Monday, Mar. 14, 1949
Long Beard v. Big Whiskers
San Marino is the world's oldest (1,648 years), smallest (38 sq. mi.) and least populous (12,000) republic. For the past four years it has also been the only Communist-dominated state west of the Iron Curtain. Surrounded by Italy, San Marino's fortress, La Rocca, overlooking the Adriatic, towers above the grey stone face of Mount Titano (145 miles north of Rome). By modern standards, La Rocca's massive, crumbling grey walls are not much of a bastion, but last week San Marino's Communists held the fort.
As election day approached, bright posters of the Communist-Socialist coalition and the new anti-Communist bloc, the Popular Alliance, were plastered on the ancient stone houses. Loudspeakers began to bray through the narrow streets. Shrilled one black-shawled peasant woman: "Why don't they both just jump off a cliff and give us some peace!" The People's Alliance, which had picked for its emblem the country's founder, Saint Marinus (who once bridled and saddled a big brown bear), shouted for its slogan "Vote for Long Beard (San Marino), not for Big Whiskers (Stalin)."
A few days before election, Communist Boss Gildo Gasperoni produced his trump card. "We expect to bring home 197 Sammarinesi from Genoa, another four or five hundred from the rest of Italy, and 130 who went to France as coal miners. That ought to be enough to swing the election, I think." On election day the expatriates came home with all expenses paid by the Communist-Socialist coalition.

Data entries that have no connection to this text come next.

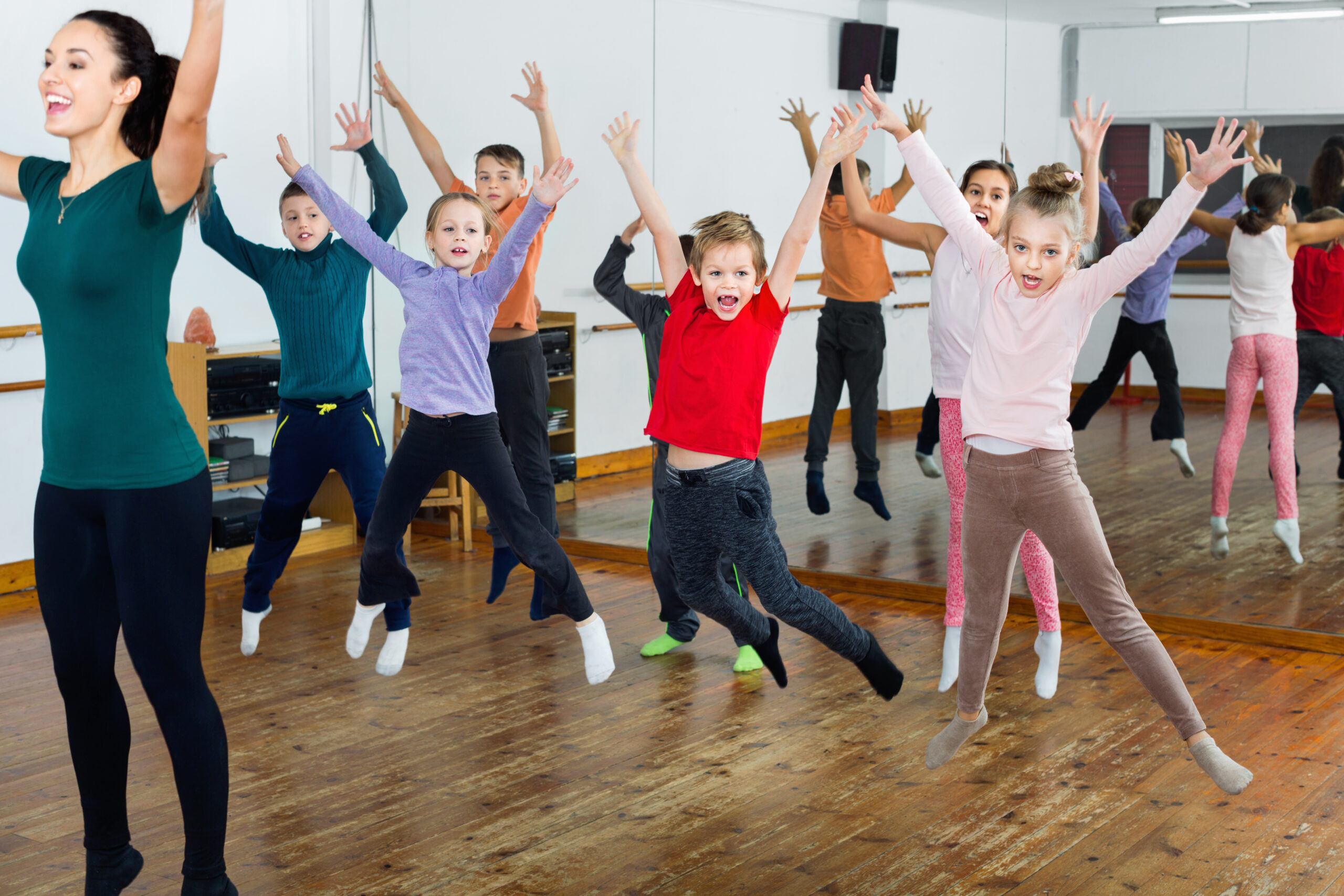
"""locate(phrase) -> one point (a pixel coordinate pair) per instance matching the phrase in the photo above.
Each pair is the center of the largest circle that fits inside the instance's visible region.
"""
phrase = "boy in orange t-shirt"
(851, 335)
(518, 366)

The final tally this week showed 2,755 votes for the Marxists, 2,020 for the Popular Alliance. Communist Gasperoni could count for four more years on 33 of the republic's 60 representatives. From the Palazzo del Governo, in which stands the statue of San Marino's foremost honorary citizen, Abraham Lincoln, the blue and white flag of Sammarinese liberty fluttered--and beside it, the Red Flag with hammer & sickle.